Montezuma, Georgia was completely inundated after the Flint River topped the 29-foot levee protecting the town from floodwater. The official depth of the river at the height of the flood was estimated at 34 feet. The nearby gauge was underwater, making it impossible to get an accurate reading. Cleanup and restoration of Albany took months to complete. In 1998 another serious flood occurred in Albany, but it was not as damaging as the one of 1994. Bainbridge also flooded in 1998. Other significant floods occurred in 1841 and 1925.

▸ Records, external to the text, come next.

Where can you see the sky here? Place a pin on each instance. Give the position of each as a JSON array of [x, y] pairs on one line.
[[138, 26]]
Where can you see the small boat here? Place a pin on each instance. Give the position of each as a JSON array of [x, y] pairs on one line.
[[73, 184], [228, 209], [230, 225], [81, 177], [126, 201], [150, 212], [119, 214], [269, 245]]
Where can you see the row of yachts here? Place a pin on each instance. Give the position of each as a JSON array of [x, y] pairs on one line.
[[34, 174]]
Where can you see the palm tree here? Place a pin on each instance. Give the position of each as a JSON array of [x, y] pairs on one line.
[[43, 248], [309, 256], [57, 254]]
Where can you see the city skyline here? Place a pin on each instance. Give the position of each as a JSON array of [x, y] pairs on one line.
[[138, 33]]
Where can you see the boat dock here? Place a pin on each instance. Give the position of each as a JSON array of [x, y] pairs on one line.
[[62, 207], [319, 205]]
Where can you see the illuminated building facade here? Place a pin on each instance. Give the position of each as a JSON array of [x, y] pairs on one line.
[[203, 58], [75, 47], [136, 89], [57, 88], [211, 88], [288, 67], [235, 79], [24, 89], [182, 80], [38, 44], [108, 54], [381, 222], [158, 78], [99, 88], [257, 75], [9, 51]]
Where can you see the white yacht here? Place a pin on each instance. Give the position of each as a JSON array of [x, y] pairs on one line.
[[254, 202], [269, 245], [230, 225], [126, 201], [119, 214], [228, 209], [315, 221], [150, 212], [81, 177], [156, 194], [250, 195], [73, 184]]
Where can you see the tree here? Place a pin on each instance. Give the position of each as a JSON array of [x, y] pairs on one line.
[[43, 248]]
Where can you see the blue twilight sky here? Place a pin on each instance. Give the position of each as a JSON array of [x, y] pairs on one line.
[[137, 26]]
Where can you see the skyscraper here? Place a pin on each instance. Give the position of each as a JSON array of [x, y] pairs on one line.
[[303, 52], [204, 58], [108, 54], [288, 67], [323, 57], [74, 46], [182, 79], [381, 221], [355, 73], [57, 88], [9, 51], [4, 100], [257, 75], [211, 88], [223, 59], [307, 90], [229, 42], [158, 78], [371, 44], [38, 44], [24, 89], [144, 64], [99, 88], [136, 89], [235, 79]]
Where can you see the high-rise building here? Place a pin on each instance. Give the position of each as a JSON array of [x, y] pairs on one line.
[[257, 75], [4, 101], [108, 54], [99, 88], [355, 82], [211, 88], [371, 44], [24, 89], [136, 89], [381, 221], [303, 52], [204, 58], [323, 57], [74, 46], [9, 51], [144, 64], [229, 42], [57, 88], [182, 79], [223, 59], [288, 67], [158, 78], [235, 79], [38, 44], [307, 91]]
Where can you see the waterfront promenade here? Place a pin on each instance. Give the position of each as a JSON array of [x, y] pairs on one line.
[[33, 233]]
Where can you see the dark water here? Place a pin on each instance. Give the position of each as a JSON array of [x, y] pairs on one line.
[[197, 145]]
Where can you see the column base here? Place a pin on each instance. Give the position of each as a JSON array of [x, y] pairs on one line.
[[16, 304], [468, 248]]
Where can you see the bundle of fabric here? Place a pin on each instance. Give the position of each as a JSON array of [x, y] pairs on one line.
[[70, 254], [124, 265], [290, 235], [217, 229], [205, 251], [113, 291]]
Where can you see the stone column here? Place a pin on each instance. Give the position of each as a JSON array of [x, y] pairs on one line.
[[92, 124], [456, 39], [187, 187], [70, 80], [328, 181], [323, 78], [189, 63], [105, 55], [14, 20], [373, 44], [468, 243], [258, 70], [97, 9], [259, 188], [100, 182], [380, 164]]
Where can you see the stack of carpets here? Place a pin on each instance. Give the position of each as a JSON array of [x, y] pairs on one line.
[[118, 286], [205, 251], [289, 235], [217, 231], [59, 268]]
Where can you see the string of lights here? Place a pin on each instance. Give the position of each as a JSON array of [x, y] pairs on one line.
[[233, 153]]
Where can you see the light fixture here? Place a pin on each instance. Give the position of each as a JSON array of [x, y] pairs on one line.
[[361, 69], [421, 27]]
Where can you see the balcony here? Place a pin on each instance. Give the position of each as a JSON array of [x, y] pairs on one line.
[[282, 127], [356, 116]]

In January 2002, a winter storm blew through Atlanta the day after New Year's Day. The airport's drainage system overflowed, resulting in deicing fluid leaking into the river. Although the antifreeze entered the drinking water of some residents, no one became seriously ill. The airport changed its drainage system to prevent the problem in the future. No problems were reported after an unusually heavy 4 in of rain officially fell at the airport at the beginning of March 2009.

In May 2009, the National Fish Habitat Action Plan named the Lower Flint River one of its "10 Waters to Watch" for 2009 for its habitat restoration work. In October 2009, American Rivers placed the Flint on its list of America's Most Endangered Rivers, mainly due to new plans to put a dam on it.

The Flint is one of four rivers in the southeast with significant remaining populations of Hymenocallis coronaria, the Shoals spider-lily. Four separate stands of the plant have been studied and documented in the river, ranging from Yellow Jacket Shoals to Hightower Shoals.

==In popular culture==

In Gone With the Wind, author Margaret Mitchell describes the Flint River as bordering the fictional plantation Tara.

American country music singer Luke Bryan, a native of Georgia, references the river in his songs "That's My Kind of Night"; "Huntin', Fishin' & Lovin' Every Day"; ”Kick the Dust Up”, which mentions the Georgia State Route 32 Bridge over the river; and "We Rode in Trucks".